Why is the 'auto' keyword useful for compiler writers in C?

5.7k Views Asked by At

I'm currently reading "Expert C Programming - Deep C Secrets", and just came across this:

The storage class specifier auto is never needed. It is mostly meaningful to a compiler-writer making an entry in a symbol table — it says "this storage is automatically allocated on entering the block" (as opposed to statically allocated at compiletime, or dynamically allocated on the heap). auto is pretty much meaningless to all other programmers, since it can only be used inside a function, but data declarations in a function have this attribute by default.

I saw that someone asked about the same thing here, but they don't have any answer and the link given in comments only explains why there's such a keyword in C, inherited from B, and the differences with C++11 or pre-C++11.

I'm posting anyway to focus on the part stating that the auto keyword is somehow useful in compiler writing, but what is the idea nor the connection with a symbol table?

I really insist on the fact that I ask only about a potential usage when programming a compiler in C (not coding a C compiler).

To clarify, I asked this question because I'd like to know if there's an example of code where auto can be justified, because the author stated there would be, when writing compilers.

Here the whole point is that I think to have understood auto (inherited from B, where it was mandatory, but useless in C), but I can't imagine any example when using it is useful (or at least not useless).

It really seems that there isn't any reason at all to use auto, but is there any old source code or something like that corresponding to the quoted statements?

5

There are 5 best solutions below

5
On BEST ANSWER

Author answer: I just emailed Mr Van der Linden, and here is what he said:

Yes, I agree with the people who answered on stack overflow.
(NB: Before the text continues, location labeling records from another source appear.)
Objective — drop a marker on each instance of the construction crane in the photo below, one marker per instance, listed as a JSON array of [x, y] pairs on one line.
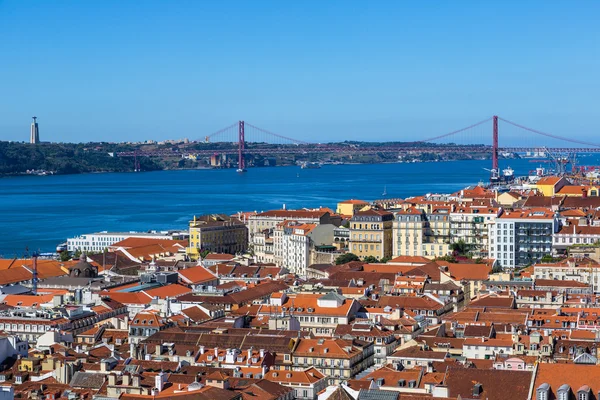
[[561, 160]]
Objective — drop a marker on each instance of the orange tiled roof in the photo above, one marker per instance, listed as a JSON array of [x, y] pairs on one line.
[[23, 300], [196, 275]]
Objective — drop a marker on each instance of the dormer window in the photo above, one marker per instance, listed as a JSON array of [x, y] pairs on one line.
[[541, 392], [583, 393], [563, 392]]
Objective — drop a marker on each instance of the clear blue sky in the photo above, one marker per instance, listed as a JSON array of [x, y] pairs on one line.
[[321, 70]]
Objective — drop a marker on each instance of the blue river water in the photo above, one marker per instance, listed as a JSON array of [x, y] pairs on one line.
[[39, 212]]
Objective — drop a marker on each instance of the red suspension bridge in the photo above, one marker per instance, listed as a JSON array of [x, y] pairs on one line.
[[244, 139]]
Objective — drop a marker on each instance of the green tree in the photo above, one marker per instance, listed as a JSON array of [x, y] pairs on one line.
[[65, 256], [371, 260], [346, 258], [204, 253], [447, 258], [548, 259], [460, 247]]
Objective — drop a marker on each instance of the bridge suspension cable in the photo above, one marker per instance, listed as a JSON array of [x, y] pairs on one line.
[[453, 132], [234, 125], [276, 135], [549, 134]]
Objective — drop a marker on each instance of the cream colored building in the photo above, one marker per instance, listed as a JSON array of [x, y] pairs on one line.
[[371, 233], [217, 233]]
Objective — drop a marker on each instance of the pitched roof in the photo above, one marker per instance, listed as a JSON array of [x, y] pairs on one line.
[[494, 383], [574, 375], [196, 275], [172, 290]]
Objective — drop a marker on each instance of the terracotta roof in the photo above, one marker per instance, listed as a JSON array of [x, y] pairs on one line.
[[493, 301], [291, 214], [129, 298], [219, 256], [494, 383], [23, 300], [410, 302], [353, 201], [532, 213], [171, 290], [549, 180], [195, 314], [327, 348], [196, 275], [307, 377], [574, 375], [470, 272], [409, 259]]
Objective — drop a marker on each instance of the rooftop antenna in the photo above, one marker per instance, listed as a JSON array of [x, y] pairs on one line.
[[34, 274]]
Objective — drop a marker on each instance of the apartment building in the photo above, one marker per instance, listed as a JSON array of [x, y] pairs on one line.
[[99, 241], [371, 233], [470, 224], [575, 234], [320, 314], [338, 359], [270, 219], [582, 270], [409, 230], [263, 246], [417, 232], [522, 237], [293, 240], [217, 233]]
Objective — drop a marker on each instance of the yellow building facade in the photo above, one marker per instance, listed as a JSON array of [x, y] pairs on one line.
[[216, 233], [371, 233], [349, 207]]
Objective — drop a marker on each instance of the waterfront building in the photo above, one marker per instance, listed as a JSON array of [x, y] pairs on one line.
[[522, 237], [341, 238], [34, 135], [98, 241], [417, 233], [575, 234], [371, 233], [550, 185], [469, 224], [263, 246], [349, 207], [270, 219], [217, 233], [409, 230]]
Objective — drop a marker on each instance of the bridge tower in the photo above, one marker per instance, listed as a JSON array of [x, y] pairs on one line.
[[241, 147], [495, 146]]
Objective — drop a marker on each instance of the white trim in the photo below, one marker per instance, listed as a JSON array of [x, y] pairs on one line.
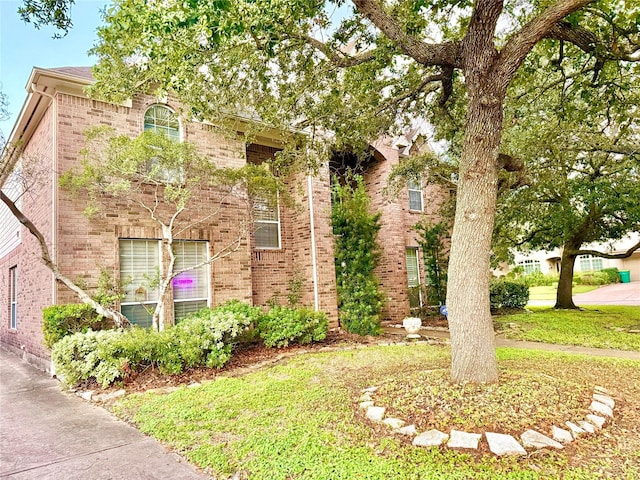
[[277, 222], [13, 298], [314, 262], [409, 190]]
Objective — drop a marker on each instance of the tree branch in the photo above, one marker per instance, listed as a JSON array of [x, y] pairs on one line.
[[426, 54], [520, 44], [612, 256], [119, 319], [339, 59]]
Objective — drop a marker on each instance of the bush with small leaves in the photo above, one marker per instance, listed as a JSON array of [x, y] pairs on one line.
[[205, 338], [505, 294], [283, 326], [78, 357], [62, 320]]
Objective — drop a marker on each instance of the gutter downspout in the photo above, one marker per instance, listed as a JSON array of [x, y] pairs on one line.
[[54, 183], [314, 262]]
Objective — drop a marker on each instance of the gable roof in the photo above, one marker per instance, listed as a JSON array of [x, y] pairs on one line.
[[82, 72]]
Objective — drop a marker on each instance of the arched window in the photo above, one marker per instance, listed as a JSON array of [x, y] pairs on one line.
[[160, 118]]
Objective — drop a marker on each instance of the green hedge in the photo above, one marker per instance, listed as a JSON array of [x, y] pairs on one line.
[[282, 326], [58, 321], [205, 338], [505, 294]]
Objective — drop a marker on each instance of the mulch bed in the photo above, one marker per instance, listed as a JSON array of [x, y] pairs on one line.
[[244, 358]]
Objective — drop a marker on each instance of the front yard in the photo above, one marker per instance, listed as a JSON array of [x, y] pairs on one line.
[[299, 419], [594, 326]]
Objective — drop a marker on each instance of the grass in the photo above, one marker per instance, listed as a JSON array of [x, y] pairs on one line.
[[597, 326], [549, 293], [300, 419]]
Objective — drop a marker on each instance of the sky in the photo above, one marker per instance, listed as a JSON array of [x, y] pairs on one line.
[[22, 47]]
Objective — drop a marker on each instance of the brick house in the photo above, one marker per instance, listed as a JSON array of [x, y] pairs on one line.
[[286, 243]]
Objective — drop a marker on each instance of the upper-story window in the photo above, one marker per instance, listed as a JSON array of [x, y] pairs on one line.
[[530, 266], [266, 214], [589, 263], [415, 194], [162, 119]]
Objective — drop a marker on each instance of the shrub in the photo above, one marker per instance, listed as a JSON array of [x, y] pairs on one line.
[[77, 357], [591, 278], [282, 326], [505, 294], [539, 279], [204, 338], [357, 255], [208, 336], [62, 320]]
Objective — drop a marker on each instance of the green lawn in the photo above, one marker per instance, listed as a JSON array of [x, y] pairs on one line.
[[594, 326], [300, 419], [549, 293]]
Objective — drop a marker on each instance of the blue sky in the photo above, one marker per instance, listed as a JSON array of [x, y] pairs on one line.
[[22, 47]]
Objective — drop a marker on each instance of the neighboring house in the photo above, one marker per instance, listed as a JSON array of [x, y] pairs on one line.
[[549, 261], [285, 244]]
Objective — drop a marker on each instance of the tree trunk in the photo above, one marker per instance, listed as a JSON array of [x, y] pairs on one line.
[[473, 357], [564, 295]]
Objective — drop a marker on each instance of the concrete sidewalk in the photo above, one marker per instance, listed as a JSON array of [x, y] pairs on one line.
[[48, 434], [614, 294]]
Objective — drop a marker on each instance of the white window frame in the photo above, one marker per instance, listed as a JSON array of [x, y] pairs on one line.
[[260, 205], [415, 186], [13, 297], [148, 303], [207, 273], [151, 302], [161, 128], [530, 266], [590, 261], [415, 251], [164, 175]]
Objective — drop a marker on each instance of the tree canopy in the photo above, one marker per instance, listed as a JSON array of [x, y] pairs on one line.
[[296, 65]]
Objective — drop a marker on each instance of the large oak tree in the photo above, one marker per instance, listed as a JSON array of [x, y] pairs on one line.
[[285, 63]]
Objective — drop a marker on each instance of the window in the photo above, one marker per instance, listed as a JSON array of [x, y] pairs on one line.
[[162, 119], [190, 288], [589, 263], [415, 194], [266, 216], [530, 266], [140, 270], [13, 298], [413, 277]]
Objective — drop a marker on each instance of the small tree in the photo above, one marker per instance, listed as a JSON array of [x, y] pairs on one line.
[[357, 254], [161, 177]]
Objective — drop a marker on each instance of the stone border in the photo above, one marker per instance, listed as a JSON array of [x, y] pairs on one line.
[[602, 406]]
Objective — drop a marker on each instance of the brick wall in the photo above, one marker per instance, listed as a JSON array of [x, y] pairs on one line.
[[86, 245], [396, 233], [34, 280], [275, 270]]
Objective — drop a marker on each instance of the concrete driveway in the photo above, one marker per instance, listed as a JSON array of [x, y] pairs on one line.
[[614, 294], [48, 434]]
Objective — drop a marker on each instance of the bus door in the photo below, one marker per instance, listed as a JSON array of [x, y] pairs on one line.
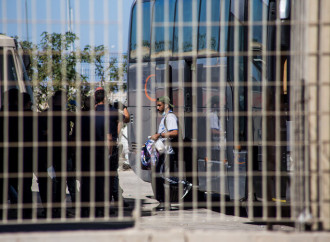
[[215, 125]]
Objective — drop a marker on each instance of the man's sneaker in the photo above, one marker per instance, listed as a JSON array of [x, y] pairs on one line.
[[186, 189]]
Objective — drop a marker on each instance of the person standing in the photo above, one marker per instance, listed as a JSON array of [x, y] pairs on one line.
[[105, 138], [168, 131]]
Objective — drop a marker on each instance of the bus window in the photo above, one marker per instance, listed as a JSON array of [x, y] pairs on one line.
[[162, 29], [186, 26], [208, 43], [208, 35], [1, 76], [146, 13], [237, 69], [12, 74]]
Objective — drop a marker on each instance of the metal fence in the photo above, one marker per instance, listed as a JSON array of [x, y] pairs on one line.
[[248, 84]]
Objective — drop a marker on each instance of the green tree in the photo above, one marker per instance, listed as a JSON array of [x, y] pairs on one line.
[[54, 63]]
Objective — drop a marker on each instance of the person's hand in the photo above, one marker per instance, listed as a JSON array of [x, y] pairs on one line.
[[119, 105], [155, 137]]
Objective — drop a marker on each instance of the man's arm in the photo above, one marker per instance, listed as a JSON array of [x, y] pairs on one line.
[[169, 134]]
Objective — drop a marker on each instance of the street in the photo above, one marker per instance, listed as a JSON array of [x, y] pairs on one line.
[[189, 219]]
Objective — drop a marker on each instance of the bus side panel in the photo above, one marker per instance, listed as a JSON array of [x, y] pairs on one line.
[[147, 78]]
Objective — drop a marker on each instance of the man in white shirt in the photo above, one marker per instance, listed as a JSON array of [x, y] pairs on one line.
[[168, 131]]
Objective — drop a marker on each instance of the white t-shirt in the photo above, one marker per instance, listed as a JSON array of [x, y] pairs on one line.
[[171, 124]]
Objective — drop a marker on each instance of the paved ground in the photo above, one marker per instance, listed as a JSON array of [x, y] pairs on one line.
[[189, 219]]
I don't know for certain, because I never used the language B, but it seems highly plausible to me that "auto" ended up in C because it was in B.

Even when I was professionally kernel and compiler programming in C in the 1980's, I never saw any code that I can recall that used "auto".

The key takeaway is that the auto keyword doesn't add any extra information, and thus is redundant and unneeded. It was a mistake to bring it into C!

I also asked for some explanation about what he meant by speaking about compiler writing and symbol table. Here is his response:

Say you are writing a compiler that will translate C source code into linker objects (object files that can be linked).

Whenever your lexer (front end of the compiler) finds a sequence of characters that form a user-defined symbol (might be a variable, might be a function name, might be a constant, etc), the compiler will store that name in a table called the "symbol table". It will also store everything else it knows about the symbol - if it is a variable, it will store its type, if a constant it will store the value, if a function it will note that it can be invoked, etc etc. It will also store the scope of the name (the lines of code in which this symbol is known). The symbol table is one of the core data structures of a compiler, and some of it is carried forward into the object file. The object file needs to know any names that are to be addressable by external code objects, so the linker can associate them the use of a name with the object in which it is stored.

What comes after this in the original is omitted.